Monday, May 08, 2006

the violet yard


I have always loved violets and the way they blanket the lawn in the spring. I had no idea that violets would be my backyard one day, as they are now. Our yard apparently is completely unwilling to grow much grass, due to years of being exposed to the towering pines on our property. We tried liming the hell out of the yard. The ground merely swallowed that and smiled, promising to do nothing more. The smile from it, was our yard knowing that I have a way with letting things be what they are and appreciating them for what they are, and not always trying to put up a fight. It is what it is. I have a yard, that is happily green and growing, and blesses me with a mist of purple every spring. Following this cheerful show, it gets mowed, grows more and continues on this way until fall. We have a wonderful green backyard that feels good under happy bare feet. It just isn't grass. It is wild and free and happy to be violet.

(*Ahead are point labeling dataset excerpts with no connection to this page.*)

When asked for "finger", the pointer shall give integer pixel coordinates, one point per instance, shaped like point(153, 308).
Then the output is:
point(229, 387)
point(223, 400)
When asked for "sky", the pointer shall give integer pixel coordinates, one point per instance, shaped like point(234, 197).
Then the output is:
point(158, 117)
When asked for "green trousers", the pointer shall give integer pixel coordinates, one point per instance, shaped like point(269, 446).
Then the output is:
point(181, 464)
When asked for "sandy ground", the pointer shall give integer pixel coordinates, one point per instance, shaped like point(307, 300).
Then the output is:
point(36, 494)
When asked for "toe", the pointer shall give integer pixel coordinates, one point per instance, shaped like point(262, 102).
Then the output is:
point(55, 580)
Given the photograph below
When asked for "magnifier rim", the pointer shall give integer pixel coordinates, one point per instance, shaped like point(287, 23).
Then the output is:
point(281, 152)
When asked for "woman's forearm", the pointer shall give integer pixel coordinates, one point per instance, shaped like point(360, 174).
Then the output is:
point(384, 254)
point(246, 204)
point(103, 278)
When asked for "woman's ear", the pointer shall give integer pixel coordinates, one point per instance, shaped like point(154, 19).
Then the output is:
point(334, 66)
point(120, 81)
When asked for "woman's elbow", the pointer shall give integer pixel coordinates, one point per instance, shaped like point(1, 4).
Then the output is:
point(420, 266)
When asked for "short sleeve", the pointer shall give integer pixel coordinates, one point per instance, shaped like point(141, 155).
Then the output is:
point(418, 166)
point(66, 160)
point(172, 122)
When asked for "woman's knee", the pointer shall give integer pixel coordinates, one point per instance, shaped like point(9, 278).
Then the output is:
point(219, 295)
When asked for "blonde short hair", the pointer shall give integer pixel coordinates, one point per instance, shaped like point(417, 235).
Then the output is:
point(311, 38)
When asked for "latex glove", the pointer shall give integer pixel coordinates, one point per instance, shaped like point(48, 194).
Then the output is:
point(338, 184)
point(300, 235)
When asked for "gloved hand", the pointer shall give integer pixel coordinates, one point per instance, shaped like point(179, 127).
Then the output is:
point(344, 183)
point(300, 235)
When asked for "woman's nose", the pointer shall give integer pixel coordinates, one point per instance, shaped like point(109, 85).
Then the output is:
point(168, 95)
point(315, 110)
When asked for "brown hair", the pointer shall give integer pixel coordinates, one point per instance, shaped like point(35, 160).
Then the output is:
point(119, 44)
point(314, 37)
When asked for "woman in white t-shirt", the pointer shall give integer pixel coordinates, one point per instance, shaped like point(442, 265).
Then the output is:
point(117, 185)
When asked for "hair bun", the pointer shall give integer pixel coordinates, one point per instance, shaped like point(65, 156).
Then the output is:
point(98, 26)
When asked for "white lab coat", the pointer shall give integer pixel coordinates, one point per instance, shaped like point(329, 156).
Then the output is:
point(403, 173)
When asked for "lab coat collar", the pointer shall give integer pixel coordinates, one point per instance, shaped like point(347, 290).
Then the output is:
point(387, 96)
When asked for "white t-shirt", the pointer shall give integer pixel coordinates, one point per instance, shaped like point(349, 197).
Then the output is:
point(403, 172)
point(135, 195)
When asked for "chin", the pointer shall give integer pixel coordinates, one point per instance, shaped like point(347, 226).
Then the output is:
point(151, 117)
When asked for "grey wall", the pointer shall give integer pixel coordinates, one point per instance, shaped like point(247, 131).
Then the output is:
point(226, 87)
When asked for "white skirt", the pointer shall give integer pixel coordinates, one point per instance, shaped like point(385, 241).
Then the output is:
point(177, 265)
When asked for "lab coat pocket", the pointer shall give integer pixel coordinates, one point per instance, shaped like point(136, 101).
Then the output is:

I grew up in a large white house set far back from the road. We had an expansive front lawn, wonderfully grassy, that was perfect for all sorts of running around and games that I would play with my siblings. Every spring one special area of the lawn in the front of the house would take on a violet hue. A hue that is only known to those lawns lucky enough to have such a beautiful weed. This occaision would be later followed by the dreaded first pass of the lawnmower, the little blossoms not to be enjoyed again for an entire year.

One spring, my friend Sophie and I spent one entire morning carefully picking violets and tying them into little bunches. After lunch, we proceeded to work our way around the neighborhood, knocking on doors and innocently offering our little nosegays for $1 each. That being about 30 years ago, it was complete and utter highway robbery, which some of our surprised neighbors paid. I think we really only sold a few, and those few were to women who must have just felt obligated to support our industrious effort I think.

Now, somehow compulsively, I find myself every year picking a large bunch of the wonderfully hued violets and putting them obediently into a little vase to be a little splash of spring inside the house.